Long distance pipelines, such as hydrogen-rich hydrocarbon stream pipeline 401, have compressor stations located along the length in order to maintain a minimum pipeline pressure. Pipeline compression station compressor 418 will add unwanted and undesirable heat to the gas stream. Optional pipeline compression station heat exchanger 419 transfers at least a portion of this additional heat into heat transfer fluid 420. Heat transfer fluid 420 then may introduce at least a portion of this useful heat into optional membrane separation unit feed stream heat exchanger 421, thus heating membrane separation unit feed stream and improving the membrane and overall system efficiency.


It will be understood that many additional changes in the details, materials, steps and arrangement of parts, which have been herein described in order to explain the nature of the invention, may be made by those skilled in the art within the principle and scope of the invention as expressed in the appended claims.
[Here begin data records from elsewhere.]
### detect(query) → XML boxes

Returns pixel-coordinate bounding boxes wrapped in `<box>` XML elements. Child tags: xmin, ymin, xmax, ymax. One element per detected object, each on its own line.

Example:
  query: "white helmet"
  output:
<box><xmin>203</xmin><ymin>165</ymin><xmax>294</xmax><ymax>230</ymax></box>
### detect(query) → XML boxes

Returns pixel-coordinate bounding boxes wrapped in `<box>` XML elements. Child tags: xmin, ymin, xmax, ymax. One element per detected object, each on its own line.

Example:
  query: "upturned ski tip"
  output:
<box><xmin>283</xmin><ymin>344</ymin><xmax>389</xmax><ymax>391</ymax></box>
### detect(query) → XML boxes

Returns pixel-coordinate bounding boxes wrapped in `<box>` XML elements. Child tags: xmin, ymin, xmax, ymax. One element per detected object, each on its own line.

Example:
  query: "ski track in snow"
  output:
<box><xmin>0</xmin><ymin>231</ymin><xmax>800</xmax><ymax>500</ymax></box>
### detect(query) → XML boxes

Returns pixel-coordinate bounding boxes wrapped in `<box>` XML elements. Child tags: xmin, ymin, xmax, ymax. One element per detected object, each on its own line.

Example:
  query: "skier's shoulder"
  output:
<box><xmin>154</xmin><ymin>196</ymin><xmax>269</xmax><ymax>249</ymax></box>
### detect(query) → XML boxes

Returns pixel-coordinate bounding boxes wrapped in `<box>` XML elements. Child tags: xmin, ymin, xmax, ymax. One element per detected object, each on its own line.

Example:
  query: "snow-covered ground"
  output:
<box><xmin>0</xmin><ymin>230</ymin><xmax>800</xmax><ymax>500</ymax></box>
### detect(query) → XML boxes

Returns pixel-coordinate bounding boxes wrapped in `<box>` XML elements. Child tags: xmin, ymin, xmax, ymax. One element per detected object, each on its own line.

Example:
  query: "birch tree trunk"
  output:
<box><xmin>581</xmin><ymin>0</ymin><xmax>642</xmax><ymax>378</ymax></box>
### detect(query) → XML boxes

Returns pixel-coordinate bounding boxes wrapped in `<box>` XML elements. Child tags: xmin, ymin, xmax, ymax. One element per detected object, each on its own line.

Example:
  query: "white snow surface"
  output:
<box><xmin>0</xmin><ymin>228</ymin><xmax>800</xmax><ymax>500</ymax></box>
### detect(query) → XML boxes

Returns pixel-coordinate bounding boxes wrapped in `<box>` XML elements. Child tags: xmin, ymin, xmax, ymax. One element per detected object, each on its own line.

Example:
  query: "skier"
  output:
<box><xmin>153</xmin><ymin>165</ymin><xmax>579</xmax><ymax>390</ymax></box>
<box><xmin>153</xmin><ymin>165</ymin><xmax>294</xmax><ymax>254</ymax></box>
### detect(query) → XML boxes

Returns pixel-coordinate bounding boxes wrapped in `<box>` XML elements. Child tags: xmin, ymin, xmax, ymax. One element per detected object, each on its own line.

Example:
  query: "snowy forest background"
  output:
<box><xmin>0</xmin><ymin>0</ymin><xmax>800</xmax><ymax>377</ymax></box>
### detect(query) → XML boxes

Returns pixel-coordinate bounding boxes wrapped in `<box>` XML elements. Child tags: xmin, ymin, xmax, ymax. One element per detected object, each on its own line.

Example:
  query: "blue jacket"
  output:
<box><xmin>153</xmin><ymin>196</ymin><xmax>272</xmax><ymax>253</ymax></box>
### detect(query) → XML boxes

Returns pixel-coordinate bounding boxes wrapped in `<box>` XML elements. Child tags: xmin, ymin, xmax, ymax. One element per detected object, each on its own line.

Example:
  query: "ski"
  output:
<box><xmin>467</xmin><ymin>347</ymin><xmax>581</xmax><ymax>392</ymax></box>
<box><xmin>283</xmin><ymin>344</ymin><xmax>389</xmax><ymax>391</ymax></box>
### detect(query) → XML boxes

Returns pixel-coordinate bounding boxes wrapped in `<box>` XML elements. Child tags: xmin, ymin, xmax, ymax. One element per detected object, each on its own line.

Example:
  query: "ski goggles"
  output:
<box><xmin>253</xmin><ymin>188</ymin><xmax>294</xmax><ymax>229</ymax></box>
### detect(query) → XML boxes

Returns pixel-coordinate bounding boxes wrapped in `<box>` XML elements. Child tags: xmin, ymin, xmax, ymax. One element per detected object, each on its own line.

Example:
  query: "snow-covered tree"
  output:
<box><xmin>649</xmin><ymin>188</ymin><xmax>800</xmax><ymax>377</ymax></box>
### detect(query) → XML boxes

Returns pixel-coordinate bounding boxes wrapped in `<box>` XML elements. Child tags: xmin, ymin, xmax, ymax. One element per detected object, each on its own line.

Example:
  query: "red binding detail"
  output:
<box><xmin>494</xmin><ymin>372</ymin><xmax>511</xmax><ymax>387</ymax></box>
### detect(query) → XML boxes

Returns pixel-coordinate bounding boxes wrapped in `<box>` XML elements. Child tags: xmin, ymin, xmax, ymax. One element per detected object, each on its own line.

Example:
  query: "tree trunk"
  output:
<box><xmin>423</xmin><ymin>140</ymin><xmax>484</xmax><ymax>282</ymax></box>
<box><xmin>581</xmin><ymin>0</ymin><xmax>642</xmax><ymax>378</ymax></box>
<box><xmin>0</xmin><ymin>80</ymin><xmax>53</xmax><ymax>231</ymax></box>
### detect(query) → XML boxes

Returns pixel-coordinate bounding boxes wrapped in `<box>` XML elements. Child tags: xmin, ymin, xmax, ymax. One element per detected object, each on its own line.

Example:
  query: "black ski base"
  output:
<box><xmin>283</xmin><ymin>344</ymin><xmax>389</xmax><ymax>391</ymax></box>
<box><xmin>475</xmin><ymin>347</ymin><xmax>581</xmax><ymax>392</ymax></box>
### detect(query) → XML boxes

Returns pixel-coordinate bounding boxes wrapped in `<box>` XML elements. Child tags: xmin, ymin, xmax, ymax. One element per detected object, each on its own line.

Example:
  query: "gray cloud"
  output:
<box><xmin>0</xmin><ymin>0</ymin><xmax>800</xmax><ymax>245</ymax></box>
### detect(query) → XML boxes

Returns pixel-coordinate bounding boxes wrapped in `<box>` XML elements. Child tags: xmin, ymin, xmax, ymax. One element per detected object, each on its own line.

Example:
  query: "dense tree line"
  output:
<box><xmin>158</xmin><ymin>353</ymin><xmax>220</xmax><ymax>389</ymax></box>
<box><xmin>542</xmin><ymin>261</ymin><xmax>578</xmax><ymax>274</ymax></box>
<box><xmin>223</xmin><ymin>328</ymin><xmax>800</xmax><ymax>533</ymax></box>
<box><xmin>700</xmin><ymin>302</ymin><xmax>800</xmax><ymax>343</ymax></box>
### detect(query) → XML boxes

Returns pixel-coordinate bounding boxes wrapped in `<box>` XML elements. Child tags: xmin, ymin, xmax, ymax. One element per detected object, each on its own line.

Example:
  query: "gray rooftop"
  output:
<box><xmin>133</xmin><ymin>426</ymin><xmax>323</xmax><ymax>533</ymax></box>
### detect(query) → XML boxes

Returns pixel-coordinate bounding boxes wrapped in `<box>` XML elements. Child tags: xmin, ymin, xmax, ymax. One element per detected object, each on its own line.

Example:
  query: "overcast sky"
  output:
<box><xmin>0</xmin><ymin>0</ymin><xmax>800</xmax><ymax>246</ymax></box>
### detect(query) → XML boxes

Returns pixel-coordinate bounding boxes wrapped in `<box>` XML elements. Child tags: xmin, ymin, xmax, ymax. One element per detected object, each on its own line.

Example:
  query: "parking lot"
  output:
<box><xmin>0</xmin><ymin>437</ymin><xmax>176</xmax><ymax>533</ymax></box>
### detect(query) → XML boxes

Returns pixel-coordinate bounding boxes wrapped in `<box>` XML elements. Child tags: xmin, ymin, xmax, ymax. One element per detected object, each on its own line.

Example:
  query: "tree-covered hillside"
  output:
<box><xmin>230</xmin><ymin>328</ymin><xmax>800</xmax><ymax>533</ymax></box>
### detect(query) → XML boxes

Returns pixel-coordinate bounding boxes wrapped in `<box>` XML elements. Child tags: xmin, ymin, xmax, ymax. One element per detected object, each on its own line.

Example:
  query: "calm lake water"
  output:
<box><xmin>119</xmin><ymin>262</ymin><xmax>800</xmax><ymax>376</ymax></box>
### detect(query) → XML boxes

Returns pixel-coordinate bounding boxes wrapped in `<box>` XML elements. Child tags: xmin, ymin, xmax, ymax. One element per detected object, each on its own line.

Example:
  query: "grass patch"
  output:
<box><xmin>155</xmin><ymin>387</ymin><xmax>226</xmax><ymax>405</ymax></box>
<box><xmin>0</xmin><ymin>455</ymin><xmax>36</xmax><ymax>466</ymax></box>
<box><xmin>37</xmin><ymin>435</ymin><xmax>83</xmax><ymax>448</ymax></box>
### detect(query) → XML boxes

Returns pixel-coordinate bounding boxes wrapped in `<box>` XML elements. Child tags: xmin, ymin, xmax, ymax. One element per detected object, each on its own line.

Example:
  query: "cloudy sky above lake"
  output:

Thus, the present invention is not intended to be limited to the specific embodiments in the examples given above.

Claims
  • 1. A method for separating hydrogen from a hydrogen-containing hydrocarbon stream, comprising introducing a hydrogen-containing hydrocarbon stream into a membrane separation unit, thereby producing a hydrogen-lean hydrocarbon retentate stream and hydrogen-rich permeate stream, wherein the hydrogen-containing hydrocarbon stream comprises greater than 50 mol % hydrogen, andwherein the hydrogen-lean hydrocarbon retentate stream comprises more than 5 mol % hydrogen and less than 20 mol % hydrogen.
  • 2. The method of claim 1, wherein the hydrogen-lean hydrocarbon retentate stream comprises less than 10 mol % hydrogen.
  • 3. The method of claim 1, further comprising introducing the hydrogen-rich permeate stream into a pressure swing adsorption unit, thereby producing a high-purity hydrogen stream and a PSA tail gas stream, wherein the high-purity hydrogen stream comprises greater than 99.9 mol % hydrogen.
  • 4. A method for separating hydrogen from a hydrogen-containing hydrocarbon stream, comprising introducing a hydrogen-containing hydrocarbon stream into a pressure swing adsorption unit, thereby producing a high-purity hydrogen stream and a PSA tail gas stream, wherein the high-purity hydrogen stream comprises greater than 99.0 mol % hydrogen, andwherein the PSA tail gas stream is introduced into a low-pressure natural gas pipeline.
  • 5. The method of claim 4, wherein the low-pressure natural gas pipeline operates at a pressure of less than 25 bara.
  • 6. The method of claim 4, further comprising introducing the PSA tail gas stream into a membrane separation unit, thereby producing a hydrogen-lean hydrocarbon retentate stream and hydrogen-rich permeate stream, wherein the hydrogen-lean hydrocarbon retentate stream comprises less than 20 mol % hydrogen.
  • 7. The method of claim 6, further comprising returning at least a portion of the hydrogen-rich permeate stream to the PSA feed.